Если вновь накатывала волна отчаяния, он вспоминал этот сон… Вождь Асахатуа завещал ему быть счастливым, смелым и сильным.

Однажды вечером, когда он брел по коридору на своих неуклюжих костылях, его окликнули по-русски. За спиной стоял сгорбленный седой мужчина в больничной пижаме.

Они поздоровались и присели на диванчик у окна. Собеседник представился: майор Назаренко Алексей Иванович, преподаватель немецкого и английского языков Киевского университета. На фронте был переводчиком при штабе. В плен попал, будучи тяжело раненым. Его должны были расстрелять, но приняли за поляка, потому он жив.

– Я случайно узнал, что вы русский. Наверное, не русский, а просто советский?

– Э-э… В каком смысле?

– Говорите вы без акцента. Но вас выдает внешность. Вы, может быть, таджик? Туркмен? Я бывал в Ашхабаде…

Кандинский только теперь понял, что он имеет в виду.

– Да нет… Я русский… – сказал он неуверенно.

Ему вдруг захотелось рассказать, кто он и почему его внешность такова. Но он понимал, что обычный человек, пусть даже старый и мудрый, вряд ли сможет поверить в эту странную историю, в которую он и сам до конца не верит…

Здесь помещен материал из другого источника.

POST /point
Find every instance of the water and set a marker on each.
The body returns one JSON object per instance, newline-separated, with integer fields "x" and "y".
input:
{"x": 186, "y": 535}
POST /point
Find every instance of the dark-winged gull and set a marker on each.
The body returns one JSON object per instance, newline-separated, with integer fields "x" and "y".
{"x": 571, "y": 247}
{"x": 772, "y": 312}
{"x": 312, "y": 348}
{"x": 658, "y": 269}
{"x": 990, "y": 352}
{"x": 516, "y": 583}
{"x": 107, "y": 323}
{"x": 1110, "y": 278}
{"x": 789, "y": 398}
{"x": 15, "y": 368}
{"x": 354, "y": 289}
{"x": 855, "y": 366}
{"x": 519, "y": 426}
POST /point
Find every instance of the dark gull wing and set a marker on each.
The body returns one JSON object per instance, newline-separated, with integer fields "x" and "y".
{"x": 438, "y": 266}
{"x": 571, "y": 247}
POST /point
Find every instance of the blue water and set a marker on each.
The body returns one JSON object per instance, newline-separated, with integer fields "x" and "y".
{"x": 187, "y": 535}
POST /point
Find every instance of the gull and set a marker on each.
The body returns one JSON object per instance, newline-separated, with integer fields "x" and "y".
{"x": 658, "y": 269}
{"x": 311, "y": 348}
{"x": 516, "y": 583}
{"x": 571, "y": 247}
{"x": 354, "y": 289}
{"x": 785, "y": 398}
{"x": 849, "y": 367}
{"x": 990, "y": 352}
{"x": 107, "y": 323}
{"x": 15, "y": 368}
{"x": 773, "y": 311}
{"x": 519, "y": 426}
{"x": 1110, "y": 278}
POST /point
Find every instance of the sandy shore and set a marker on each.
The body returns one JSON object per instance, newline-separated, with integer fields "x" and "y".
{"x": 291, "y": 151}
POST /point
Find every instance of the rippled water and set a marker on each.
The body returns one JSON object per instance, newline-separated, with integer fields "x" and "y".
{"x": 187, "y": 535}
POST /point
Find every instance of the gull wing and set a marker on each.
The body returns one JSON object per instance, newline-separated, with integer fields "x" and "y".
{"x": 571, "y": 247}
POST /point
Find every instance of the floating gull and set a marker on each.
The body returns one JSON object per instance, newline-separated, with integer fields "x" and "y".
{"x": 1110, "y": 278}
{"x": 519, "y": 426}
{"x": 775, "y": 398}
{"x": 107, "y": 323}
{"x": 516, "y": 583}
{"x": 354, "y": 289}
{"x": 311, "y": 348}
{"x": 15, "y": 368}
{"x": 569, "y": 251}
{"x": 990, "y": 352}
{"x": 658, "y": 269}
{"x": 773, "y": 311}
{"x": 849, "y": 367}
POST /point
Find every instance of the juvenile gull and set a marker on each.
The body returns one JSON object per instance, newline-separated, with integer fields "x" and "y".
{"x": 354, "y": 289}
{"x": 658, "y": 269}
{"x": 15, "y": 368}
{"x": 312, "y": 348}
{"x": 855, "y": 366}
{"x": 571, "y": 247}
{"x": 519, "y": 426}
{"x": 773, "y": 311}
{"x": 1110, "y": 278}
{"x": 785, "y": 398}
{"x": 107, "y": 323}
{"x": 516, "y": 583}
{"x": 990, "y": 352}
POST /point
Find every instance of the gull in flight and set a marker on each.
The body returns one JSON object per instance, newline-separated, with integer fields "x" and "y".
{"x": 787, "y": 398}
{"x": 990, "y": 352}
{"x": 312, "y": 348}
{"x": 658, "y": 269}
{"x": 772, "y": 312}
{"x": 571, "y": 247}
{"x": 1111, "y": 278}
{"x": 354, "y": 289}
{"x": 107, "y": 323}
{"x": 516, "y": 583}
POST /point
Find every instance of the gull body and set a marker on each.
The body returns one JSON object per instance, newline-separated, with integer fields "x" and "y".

– Сколько вам лет? – спросил его старик.

Кандинский хорошо помнил первый разговор с врачами о его возрасте, но почему-то растерялся от этого простого вопроса. Он заметил за собой манеру моргать, теряясь или сосредотачиваясь. Раньше у него такой привычки не было. Наконец он произнес:

– Я долго был в коме… э-э-э… не все помню…

– Понимаю… – вздохнул собеседник, – у меня тоже была тяжелая контузия.

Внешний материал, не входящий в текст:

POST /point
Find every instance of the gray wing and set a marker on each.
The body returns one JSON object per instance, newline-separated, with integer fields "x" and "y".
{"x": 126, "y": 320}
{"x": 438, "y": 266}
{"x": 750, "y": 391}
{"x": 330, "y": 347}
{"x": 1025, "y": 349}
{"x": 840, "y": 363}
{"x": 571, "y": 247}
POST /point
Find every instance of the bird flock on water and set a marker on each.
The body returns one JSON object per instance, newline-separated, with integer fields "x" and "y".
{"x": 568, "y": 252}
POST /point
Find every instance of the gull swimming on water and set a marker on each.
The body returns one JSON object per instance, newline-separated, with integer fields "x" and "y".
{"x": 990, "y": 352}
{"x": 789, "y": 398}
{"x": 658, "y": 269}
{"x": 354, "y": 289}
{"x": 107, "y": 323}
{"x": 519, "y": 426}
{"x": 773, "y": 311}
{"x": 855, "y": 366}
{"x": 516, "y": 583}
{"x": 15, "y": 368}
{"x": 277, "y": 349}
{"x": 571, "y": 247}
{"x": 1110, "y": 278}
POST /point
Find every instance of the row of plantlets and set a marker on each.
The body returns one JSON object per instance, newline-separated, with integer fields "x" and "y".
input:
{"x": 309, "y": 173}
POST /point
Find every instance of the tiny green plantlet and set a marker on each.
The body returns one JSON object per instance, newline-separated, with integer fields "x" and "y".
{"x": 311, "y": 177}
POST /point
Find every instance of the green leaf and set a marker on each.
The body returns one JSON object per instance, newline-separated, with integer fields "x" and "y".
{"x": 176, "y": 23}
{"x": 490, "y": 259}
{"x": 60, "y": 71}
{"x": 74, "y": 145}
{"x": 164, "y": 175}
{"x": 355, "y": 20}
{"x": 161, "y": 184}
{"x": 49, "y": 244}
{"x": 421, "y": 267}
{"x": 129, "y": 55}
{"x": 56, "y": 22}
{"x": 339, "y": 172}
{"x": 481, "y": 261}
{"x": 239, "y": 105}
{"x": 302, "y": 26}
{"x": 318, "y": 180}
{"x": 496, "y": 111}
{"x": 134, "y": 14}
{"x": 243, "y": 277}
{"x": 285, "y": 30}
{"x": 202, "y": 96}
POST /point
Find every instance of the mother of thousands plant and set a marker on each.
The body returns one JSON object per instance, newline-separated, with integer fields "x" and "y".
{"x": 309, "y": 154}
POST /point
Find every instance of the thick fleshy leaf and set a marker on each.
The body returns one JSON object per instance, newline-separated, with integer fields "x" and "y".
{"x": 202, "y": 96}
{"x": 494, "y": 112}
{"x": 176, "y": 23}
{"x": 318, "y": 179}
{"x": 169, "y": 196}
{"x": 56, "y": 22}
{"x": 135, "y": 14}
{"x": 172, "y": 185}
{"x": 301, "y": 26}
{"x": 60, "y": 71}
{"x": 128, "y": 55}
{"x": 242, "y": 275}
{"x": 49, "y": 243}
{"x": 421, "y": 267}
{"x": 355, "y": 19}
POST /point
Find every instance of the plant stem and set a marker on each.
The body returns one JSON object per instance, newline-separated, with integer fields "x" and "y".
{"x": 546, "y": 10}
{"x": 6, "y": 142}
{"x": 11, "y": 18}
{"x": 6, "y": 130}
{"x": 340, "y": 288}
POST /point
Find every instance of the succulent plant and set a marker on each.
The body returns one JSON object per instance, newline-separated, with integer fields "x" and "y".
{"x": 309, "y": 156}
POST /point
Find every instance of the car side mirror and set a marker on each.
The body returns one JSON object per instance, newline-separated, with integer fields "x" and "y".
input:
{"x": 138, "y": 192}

– А вы помните? Свой возраст? – Василию казалось, что такой старый человек вряд ли может служить в армии, даже учитывая военное время.

– Да, помню. Сорок восемь мне. Знаю, что плохо выгляжу. Концлагерь, пытки… Меня дважды расстреливали… Но вот… Выжил… Даже почти поправился. Скоро меня выпишут. А дальше? Не знаю. На родину? – Он помолчал, тяжело вздыхая. – Что меня там ждет? НКВД? Лагерь? – Боль звучала в голосе старика, оказавшегося вовсе не стариком. – У меня в Киеве осталась дочь. В начале войны я даже получал от нее письма. Жива ли? Не знаю.

Это было очередное потрясение. «И я испытал это?! И я был там?! Меня ведь тоже пытали… То есть не меня, а этого парня, чье тело я нечаянно надел, как пальто с чужого плеча…»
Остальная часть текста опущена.